Quiero que mis hijas lean, vean y escuchen cualquier cosa que despierte su interés, aunque a mí no me guste. A Sasha le encanta Ataque a los titanes, una violenta serie de anime de colores chillones con mensajes fascistas de fondo, y no tengo problema con eso… pero me preocupa que mis hijas vean Todo en 90 días y les den curiosidad las Kardashian. Pueden distinguir la fantasía de la realidad, pero ¿la telerrealidad de la realidad? Eso es más complicado.
Sin embargo, no voy a dictar sus preferencias: quiero que se abran paso por este planeta inmenso y desordenado por sí solas, cuando tengan la edad suficiente… y estén listas para cuando las cosas no salgan como ellas quieren. Como padre, dejar ir a los hijos puede ser aterrador a veces, porque se toparán con peligros reales. Por ejemplo, el año pasado, tuvimos una conversación agradable sobre lo que Sasha debería hacer si —o, en realidad, cuando— un hombre le exponga sus genitales en el metro de la ciudad de Nueva York.
Esta no es una crianza liberal moderna; en todo caso, es anticuada. Antes de la era de los hiperpadres, la generación del baby boom crio a los niños de la generación X, como yo, para que estuviéramos solos en casa, así que nos hacíamos nuestros propios refrigerios y veíamos la televisión durante horas. Tal vez no lo apreciamos en aquel entonces, pero esto engendró una independencia que no sé cómo habríamos desarrollado de otra manera.
Quisiera agradecerle a esa generación por eso, pero dudo que fuera una decisión consciente de crianza de su parte. Es más probable que simplemente así fueran las cosas en esa época de trabajo, educación y cultura estadounidense. No tenían muchas alternativas, así como nosotros tampoco tenemos muchas opciones en la actualidad, sin importar las historias que nos contemos. Todos nos las estamos arreglando como podemos, nos enfocamos en esas extrañas oportunidades en las que podemos decidir, cruzamos los dedos y esperamos haber hecho lo mejor.

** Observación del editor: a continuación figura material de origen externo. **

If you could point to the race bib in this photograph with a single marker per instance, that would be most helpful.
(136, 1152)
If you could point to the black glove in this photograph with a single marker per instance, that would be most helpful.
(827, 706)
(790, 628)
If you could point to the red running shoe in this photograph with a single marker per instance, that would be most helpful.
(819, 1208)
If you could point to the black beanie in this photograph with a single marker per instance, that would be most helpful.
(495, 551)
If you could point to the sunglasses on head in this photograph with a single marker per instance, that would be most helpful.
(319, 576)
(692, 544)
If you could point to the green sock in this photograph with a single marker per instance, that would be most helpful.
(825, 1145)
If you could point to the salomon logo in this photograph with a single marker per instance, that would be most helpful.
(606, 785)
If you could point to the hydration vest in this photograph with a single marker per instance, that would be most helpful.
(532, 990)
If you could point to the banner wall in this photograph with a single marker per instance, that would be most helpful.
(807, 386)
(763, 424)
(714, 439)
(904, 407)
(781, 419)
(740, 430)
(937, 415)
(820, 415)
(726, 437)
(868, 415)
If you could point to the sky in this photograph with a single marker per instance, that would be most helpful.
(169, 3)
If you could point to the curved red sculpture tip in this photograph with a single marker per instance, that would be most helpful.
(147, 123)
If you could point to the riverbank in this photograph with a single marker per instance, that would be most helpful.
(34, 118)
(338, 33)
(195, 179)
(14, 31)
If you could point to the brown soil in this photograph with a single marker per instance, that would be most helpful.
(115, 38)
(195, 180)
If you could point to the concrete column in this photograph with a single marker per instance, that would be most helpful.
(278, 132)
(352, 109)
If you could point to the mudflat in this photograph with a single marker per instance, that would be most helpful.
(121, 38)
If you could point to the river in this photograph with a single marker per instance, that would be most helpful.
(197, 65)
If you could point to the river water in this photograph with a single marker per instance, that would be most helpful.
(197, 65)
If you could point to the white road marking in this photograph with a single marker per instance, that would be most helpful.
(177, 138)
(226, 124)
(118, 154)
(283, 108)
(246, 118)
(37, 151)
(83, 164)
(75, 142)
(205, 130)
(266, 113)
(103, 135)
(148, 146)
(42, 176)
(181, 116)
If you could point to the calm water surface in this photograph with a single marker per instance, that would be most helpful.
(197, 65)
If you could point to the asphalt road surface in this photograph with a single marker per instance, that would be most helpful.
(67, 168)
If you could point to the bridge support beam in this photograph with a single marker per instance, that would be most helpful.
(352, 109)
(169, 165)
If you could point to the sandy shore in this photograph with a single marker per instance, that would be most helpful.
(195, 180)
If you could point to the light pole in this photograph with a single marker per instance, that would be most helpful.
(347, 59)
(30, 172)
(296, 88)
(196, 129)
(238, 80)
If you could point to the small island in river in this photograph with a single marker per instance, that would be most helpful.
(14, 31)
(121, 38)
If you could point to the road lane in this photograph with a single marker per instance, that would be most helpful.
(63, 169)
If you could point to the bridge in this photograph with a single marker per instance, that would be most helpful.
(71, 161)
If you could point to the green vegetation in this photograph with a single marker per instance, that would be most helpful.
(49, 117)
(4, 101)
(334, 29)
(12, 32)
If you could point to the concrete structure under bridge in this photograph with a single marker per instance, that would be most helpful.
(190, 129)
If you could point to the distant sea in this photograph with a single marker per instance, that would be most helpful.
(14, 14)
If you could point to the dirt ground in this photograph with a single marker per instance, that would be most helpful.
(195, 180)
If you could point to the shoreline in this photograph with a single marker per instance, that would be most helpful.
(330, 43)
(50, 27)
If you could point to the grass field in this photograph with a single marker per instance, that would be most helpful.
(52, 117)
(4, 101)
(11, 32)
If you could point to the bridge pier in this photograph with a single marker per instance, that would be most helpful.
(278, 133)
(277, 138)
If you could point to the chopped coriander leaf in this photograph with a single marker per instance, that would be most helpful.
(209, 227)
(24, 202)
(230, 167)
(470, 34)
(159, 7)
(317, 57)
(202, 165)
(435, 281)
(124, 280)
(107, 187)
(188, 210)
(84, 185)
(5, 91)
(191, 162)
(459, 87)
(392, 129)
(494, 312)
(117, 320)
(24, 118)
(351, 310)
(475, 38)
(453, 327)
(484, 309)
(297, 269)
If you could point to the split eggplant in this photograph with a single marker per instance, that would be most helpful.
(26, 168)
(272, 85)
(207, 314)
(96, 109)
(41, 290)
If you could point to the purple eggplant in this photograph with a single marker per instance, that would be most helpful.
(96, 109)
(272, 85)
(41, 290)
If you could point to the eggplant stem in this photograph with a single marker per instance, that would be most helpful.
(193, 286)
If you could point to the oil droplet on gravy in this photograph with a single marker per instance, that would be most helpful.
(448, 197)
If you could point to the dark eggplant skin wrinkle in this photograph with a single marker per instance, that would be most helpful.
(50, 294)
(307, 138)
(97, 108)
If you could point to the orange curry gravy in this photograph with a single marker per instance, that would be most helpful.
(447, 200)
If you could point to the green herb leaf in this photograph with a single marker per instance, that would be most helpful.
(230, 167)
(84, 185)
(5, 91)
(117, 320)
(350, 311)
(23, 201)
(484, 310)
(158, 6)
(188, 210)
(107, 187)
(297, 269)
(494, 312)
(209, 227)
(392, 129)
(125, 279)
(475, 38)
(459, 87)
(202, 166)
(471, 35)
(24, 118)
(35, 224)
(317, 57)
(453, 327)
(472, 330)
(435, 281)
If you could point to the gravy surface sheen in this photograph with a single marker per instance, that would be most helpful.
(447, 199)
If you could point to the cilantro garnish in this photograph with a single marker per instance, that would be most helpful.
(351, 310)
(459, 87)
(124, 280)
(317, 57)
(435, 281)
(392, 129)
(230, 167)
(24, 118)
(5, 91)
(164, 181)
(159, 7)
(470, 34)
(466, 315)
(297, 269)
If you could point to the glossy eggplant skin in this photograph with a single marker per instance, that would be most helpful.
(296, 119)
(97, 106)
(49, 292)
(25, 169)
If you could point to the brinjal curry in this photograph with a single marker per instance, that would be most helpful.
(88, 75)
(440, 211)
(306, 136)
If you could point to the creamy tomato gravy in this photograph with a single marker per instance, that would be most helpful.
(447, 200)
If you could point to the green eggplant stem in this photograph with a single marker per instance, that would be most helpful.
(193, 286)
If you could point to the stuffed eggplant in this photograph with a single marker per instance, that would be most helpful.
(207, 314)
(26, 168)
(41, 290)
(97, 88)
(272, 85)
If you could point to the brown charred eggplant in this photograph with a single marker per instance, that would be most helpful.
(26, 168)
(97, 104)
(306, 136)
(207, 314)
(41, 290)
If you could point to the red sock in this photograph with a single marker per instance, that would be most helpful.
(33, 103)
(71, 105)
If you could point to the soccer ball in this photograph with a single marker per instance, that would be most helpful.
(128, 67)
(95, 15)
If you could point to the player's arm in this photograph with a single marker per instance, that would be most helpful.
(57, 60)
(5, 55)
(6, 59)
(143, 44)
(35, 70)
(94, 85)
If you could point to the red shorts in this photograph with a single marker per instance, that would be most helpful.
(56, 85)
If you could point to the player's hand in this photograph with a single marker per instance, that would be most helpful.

Sobre todo, quiero que mis hijas vean con claridad, estén preparadas y confíen en su entrenamiento, buena parte del cual obtienen mediante las charlas de sobremesa como la que tuvimos sobre faltar a la escuela. Hasta ahora, esta estrategia ha funcionado. Hace poco, Sasha y una amiga vieron un episodio de Euphoria, la serie de HBO sobre adolescentes que transitan un mundo lleno de drogas y sexo, y mi hija decidió que era demasiado adulta. (Jean y yo la vimos para entender… y decidimos que también era demasiado adulta para nosotros).